Use technology to help sort attendee information, like scanning resumes and checking off registrants on an iPad. You can also have each attendee sign up as they arrive. This will help you ensure you’re collecting information from every attendee for follow-up later.
You can take this a step further and have dedicated laptops on site as portals for job applicants, which will save you and your team tons of time over processing written applications. ATSs with matching technology allow you to scan resumes into your system and allow candidates to create an account in which the fields are auto-populated with their resume information. This doesn’t just save you time, it improves your candidate experience because applicants won’t have to enter their information twice.

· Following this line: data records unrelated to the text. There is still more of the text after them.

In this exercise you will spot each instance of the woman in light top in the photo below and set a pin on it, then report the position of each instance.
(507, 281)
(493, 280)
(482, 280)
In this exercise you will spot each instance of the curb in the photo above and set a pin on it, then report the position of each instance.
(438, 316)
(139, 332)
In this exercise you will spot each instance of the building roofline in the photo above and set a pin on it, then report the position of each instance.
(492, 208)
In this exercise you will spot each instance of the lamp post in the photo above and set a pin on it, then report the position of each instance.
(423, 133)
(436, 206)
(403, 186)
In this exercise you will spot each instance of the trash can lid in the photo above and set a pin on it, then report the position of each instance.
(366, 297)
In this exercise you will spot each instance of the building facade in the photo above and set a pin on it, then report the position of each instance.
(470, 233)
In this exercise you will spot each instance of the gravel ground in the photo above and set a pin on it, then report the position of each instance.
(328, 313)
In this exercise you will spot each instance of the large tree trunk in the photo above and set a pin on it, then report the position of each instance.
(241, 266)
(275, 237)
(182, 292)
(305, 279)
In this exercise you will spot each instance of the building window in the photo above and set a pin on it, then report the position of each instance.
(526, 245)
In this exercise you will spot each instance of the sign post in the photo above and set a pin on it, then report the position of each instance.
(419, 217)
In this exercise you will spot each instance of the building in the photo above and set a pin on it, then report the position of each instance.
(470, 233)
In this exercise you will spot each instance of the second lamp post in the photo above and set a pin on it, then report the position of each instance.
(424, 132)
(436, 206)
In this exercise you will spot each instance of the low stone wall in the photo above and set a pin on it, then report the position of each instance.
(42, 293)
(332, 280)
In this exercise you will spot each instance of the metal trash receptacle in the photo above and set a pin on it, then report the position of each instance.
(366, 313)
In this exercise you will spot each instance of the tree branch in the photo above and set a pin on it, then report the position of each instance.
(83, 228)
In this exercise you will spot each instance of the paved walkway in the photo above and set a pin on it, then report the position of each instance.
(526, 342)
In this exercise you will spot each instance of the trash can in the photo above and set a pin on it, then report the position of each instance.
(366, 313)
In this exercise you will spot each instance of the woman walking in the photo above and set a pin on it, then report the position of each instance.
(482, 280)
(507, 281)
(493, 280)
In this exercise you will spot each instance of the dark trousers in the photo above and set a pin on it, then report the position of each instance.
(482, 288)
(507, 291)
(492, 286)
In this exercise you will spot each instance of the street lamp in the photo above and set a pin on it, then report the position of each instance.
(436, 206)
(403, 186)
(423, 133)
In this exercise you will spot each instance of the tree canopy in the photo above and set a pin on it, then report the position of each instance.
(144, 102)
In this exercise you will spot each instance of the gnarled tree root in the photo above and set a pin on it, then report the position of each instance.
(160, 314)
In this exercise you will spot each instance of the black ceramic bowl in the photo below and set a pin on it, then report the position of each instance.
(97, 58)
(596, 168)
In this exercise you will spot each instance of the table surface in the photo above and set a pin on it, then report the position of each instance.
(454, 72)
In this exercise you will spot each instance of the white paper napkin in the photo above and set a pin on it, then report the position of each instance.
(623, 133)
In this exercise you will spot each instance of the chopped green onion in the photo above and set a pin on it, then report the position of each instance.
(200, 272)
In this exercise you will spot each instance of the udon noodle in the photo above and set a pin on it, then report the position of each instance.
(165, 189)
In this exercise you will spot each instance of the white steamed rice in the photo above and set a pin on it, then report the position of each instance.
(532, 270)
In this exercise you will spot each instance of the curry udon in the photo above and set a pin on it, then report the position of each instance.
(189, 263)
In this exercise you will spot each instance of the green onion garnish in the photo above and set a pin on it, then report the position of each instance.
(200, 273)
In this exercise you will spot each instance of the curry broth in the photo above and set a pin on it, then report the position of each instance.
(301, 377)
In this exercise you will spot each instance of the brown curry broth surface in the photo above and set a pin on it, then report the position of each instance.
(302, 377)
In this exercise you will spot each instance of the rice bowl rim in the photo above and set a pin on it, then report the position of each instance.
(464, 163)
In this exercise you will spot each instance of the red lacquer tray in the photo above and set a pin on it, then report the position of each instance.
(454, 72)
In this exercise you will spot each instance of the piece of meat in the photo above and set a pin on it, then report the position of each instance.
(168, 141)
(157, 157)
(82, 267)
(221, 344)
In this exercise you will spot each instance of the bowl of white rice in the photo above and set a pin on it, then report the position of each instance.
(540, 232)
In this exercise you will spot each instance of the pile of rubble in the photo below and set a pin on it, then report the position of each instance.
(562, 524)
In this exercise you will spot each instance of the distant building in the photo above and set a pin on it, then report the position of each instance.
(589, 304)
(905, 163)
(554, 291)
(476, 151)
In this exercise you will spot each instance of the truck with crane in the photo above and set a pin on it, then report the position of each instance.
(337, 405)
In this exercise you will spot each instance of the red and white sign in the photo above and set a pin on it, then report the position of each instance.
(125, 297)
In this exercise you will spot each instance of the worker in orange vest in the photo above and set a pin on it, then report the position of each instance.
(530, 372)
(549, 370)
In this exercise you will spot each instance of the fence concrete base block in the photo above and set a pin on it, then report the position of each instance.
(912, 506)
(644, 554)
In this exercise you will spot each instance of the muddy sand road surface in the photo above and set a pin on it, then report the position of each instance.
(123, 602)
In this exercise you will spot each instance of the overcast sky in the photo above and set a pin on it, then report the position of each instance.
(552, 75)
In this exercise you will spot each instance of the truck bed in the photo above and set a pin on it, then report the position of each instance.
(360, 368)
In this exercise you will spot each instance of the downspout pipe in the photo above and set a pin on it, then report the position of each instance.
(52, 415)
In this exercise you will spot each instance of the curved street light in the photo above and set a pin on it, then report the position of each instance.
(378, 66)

Related: Hire Candidates At Scale With Talroo Events
You can also use the iPad to check attendees in as a tool to separate registered attendees from non-attendees if they pre-registered on your landing page. This can help you segment candidates when you market follow-up content to keep them engaged in your hiring funnel.
Finally, it’s a good idea to have a “day of” meeting with employees and hiring managers who will be available at the open house. This is to ensure that everyone understands their role, as well as allow you to plan for the unexpected, like having more attendees turn up than you estimated based on registrations or what to do if your registration capture or application portals stop working. You’ll want to ensure that employee attendees can be easily identified by candidates. Having them wear branded t-shirts and name tags is helpful, as the candidates attending may meet many people and want to make a note of who they spoke to without having to ask their names a dozen times.
Follow these best practices for a successful in-person hiring event every time.